Let's look at two definitions from Merriam-Webster.

Definition 1a:

something that happens unpredictably without discernible human intention or observable cause

And then a definition of "by chance":

in the haphazard course of events

Here's a third definition, this time the 2a one for "word"

a brief remark or conversation

Putting these together, a "chance word" is a "brief remark" heard by chance, or "unpredictably", without "intention or observable cause".

Imagine just walking around randomly, and you hear someone saying "I love puppies". There was no intention for you to hear this; it was heard unpredictably. It was a "brief remark". Therefore this was a "chance word".

The quote can therefore be reworded as

A brief remark hear unpredictably or a sigh are just as much evidence as a speech or a murder. — E.M. Forster

With a quick Google (a chance word or a sigh e.m. forster) I found this page with a fuller version of the quote:

“Character,” says Aristotle, gives us qualities, but it is in actions—what we do—that we are happy or the reverse.” We have already decided that Aristotle is wrong and now we must face the consequences of disagreeing with him. “All human happiness and misery,” says Aristotle, “take the form of action.” We know better. We believe that happiness and misery exist in the secret life, which each of us leads privately and to which (in his characters) the novelist has access. And by the secret life we mean the life for which there is no external evidence, not, as is vulgarly supposed, that which is revealed by a chance word or sigh. A chance word or sigh are just as much evidence as a speech or a murder: the life they reveal ceases to be secret and enters the realm of action.

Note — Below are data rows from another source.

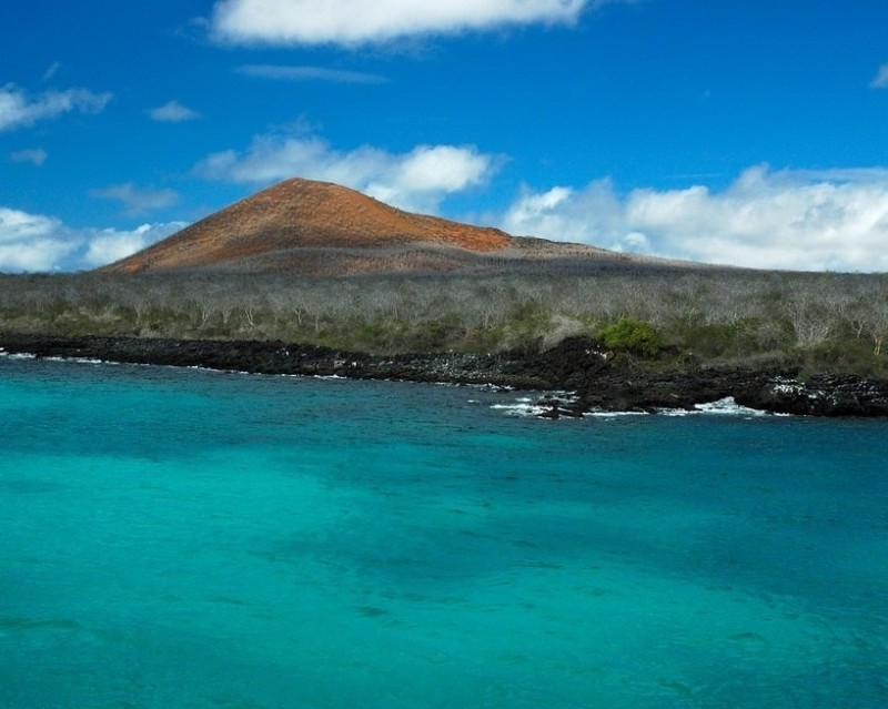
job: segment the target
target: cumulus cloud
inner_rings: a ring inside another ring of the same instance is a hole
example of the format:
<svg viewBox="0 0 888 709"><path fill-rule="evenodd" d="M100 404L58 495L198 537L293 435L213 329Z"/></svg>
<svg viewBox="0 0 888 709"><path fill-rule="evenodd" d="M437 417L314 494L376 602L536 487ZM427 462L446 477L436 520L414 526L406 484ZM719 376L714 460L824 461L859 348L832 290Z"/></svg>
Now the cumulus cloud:
<svg viewBox="0 0 888 709"><path fill-rule="evenodd" d="M82 232L83 243L79 250L80 269L98 269L120 261L184 229L184 222L142 224L132 231L117 229L88 230Z"/></svg>
<svg viewBox="0 0 888 709"><path fill-rule="evenodd" d="M172 190L142 189L132 182L92 190L90 196L120 202L123 205L123 213L129 216L141 216L163 210L179 201L179 195Z"/></svg>
<svg viewBox="0 0 888 709"><path fill-rule="evenodd" d="M0 207L0 272L95 269L129 256L184 226L171 222L144 224L132 231L77 230L52 216Z"/></svg>
<svg viewBox="0 0 888 709"><path fill-rule="evenodd" d="M888 64L879 67L879 71L876 72L876 77L869 85L874 89L888 89Z"/></svg>
<svg viewBox="0 0 888 709"><path fill-rule="evenodd" d="M888 170L745 171L724 191L525 190L514 234L761 269L888 271Z"/></svg>
<svg viewBox="0 0 888 709"><path fill-rule="evenodd" d="M279 64L244 64L238 73L278 81L330 81L335 83L385 83L383 77L361 71L343 71L324 67L282 67Z"/></svg>
<svg viewBox="0 0 888 709"><path fill-rule="evenodd" d="M602 2L594 0L592 6ZM211 28L216 39L232 43L360 44L506 24L573 23L589 4L589 0L220 0Z"/></svg>
<svg viewBox="0 0 888 709"><path fill-rule="evenodd" d="M87 89L47 91L31 97L18 87L7 84L0 88L0 132L28 128L73 111L100 113L111 98L110 93L93 93Z"/></svg>
<svg viewBox="0 0 888 709"><path fill-rule="evenodd" d="M182 105L179 101L169 101L157 109L151 109L148 114L152 120L164 123L182 123L183 121L193 121L201 117L194 109Z"/></svg>
<svg viewBox="0 0 888 709"><path fill-rule="evenodd" d="M12 162L30 162L38 168L47 162L47 151L42 148L33 148L30 150L17 150L10 153L9 158Z"/></svg>
<svg viewBox="0 0 888 709"><path fill-rule="evenodd" d="M484 184L498 159L466 145L407 153L362 146L343 152L314 136L262 135L244 153L214 153L195 166L206 179L269 184L293 176L349 185L405 210L434 212L447 195Z"/></svg>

They cite his book Aspects of the Novel. Now with a fuller context we can understand the quote better. Here "action" means actions taken in the world, which others can see. This contrasts the "secret life" which is internal to a character. Random words or body language ("a sigh") can move this internal life into the external realm. They're "just as much evidence" as a more obvious external action, such as a "murder", when it comes to developing character. So when demonstrating to a reader what a character is like (moving the secret, internal life into the external world), random words and body language are as effective as more obvious external actions.